En la tarde calma del verano porteño, Langsdorff se sienta a escribir. La letra firme; no le tiembla el pulso.
“Para un comandante que tiene sentido del honor, se sobreentiende que su suerte personal no puede separarse de la de su navío… Ya no podré participar activamente en la lucha que libra actualmente mi país. Sólo puedo probar con mi muerte que los marinos del Tercer Reich están dispuestos a sacrificar su vida por el honor de su bandera. A mí solo me corresponde la responsabilidad del hundimiento del acorazado Admiral Graf Spee”.
Su desventura empieza en la madrugada del 13 de diciembre de 1939, cuando divisa un crucero y dos destructores ingleses. Inicia zafarrancho de combate. Y, en vez de atacar la nave más poderosa primero y después las menores, comete la imprudencia de atacar a todas a la vez. Los griegos llamaban hybris a la desmesura, el pecado que está en el fondo de las grandes tragedias.
Después de la inconclusa Batalla del Río de la Plata, Langsdorff no tiene más remedio que refugiarse en Montevideo. Los uruguayos no quieren saber nada, lo intiman a abandonar el puerto en 72 horas. Afuera, acecha el enemigo.

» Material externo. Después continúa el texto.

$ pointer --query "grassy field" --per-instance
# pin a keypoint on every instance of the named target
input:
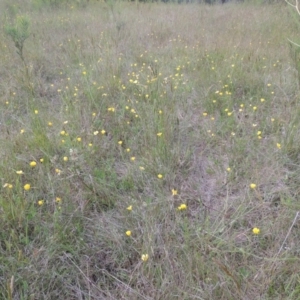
(149, 151)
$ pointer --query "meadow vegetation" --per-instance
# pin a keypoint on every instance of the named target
(149, 151)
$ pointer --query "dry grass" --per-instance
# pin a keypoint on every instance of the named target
(206, 96)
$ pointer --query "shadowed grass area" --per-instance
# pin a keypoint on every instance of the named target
(149, 151)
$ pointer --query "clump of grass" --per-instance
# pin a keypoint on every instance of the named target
(157, 158)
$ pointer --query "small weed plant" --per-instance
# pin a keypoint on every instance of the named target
(149, 151)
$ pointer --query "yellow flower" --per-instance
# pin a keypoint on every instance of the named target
(145, 257)
(182, 207)
(174, 192)
(32, 164)
(256, 230)
(27, 187)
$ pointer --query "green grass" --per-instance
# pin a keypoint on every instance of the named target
(106, 97)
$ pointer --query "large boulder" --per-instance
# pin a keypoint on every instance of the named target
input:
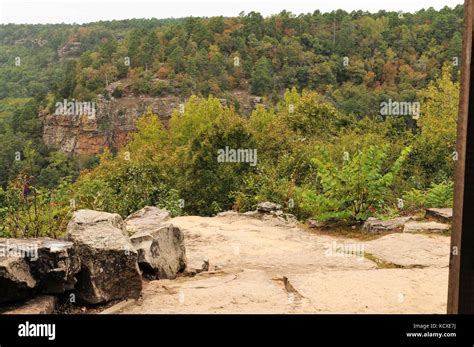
(390, 225)
(109, 267)
(56, 266)
(16, 281)
(53, 263)
(145, 219)
(43, 304)
(160, 245)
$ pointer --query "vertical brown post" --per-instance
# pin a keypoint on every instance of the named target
(461, 262)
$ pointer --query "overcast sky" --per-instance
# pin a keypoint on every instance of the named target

Langsdoff tiene tres opciones: sale al mar y da batalla, hunde el barco para que no lo tome el enemigo o intenta llegar al puerto de Buenos Aires, al que sabe amigo.
Cree que lo espera una gran fuerza naval. Y el canal hacia Buenos Aires es demasiado poco para el calado del acorazado. De modo que desembarca la tripulación en barcas argentinas y dinamita su navío. Todavía está allí, hundido en el fango.
Hace calor en la tarde del 20 de diciembre de 1939. Hans Langsdorff se envuelve en la bandera de combate del Graf Spee y se pega un tiro. ¡Sieg Hitler! gritan en la Chacarita.